DESAPARECIMENTO QUE COMOVE O MARANHÃO E DESAFIA AS AUTORIDADES
Desde 4 de janeiro, a rotina do Bacabal foi atravessada por uma angústia coletiva. As crianças Ágatha Isabelly, de 6 anos, e Allan Michael, de 4, desapareceram enquanto brincavam com o primo Anderson Kauan, de 8, na área de mata do Quilombo São Sebastião dos Pretos. Três dias depois, Anderson foi encontrado com vida. Os irmãos, porém, seguem sem paradeiro conhecido, e cada dia amplia a urgência por respostas.
O caso mobiliza forças de segurança, voluntários e especialistas, que enfrentam um território de mata fechada, trilhas confusas e abrigos improvisados. A investigação avança com cautela, apoiada em relatos, perícias e buscas contínuas — um esforço que combina técnica, persistência e esperança.

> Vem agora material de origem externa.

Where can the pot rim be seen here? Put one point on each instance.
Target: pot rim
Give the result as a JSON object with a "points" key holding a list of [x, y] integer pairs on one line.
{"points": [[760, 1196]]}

COMO TUDO COMEÇOU: O CAMINHO QUE LEVOU À MATA FECHADA
Em depoimento à Polícia Civil do Maranhão, Anderson contou que o trio saiu em busca de um pé de maracujá. Apesar da orientação de um tio para retornarem, as crianças optaram por seguir por um atalho mais fechado, decisão comum em brincadeiras, mas que se mostrou decisiva. Pouco a pouco, perderam referências e não conseguiram reencontrar o caminho de volta.
Especialistas em resgate infantil explicam que, em áreas rurais, a desorientação acontece rapidamente: trilhas semelhantes, vegetação densa e ausência de marcos visuais confundem até adultos. Para crianças, o risco é ainda maior — e o tempo passa a ser um fator crítico.
NOITES NA FLORESTA: O ABRIGO IMPROVISADO E A RESILIÊNCIA
O relato de Anderson revela um capítulo de sobrevivência. Ele afirmou que os três passaram ao menos duas noites na mata. O grupo encontrou uma estrutura abandonada, conhecida como “casa caída”, com uma cadeira e um colchão velho. Em razão do estado precário, também se abrigaram ao pé de uma árvore para se proteger do frio e da umidade.
Esses detalhes orientaram as buscas: cães farejadores e equipes técnicas concentraram esforços nas imediações do abrigo. Para especialistas, o uso de referências narradas por sobreviventes é um dos métodos mais confiáveis para delimitar áreas prioritárias — sobretudo quando o tempo já avançou.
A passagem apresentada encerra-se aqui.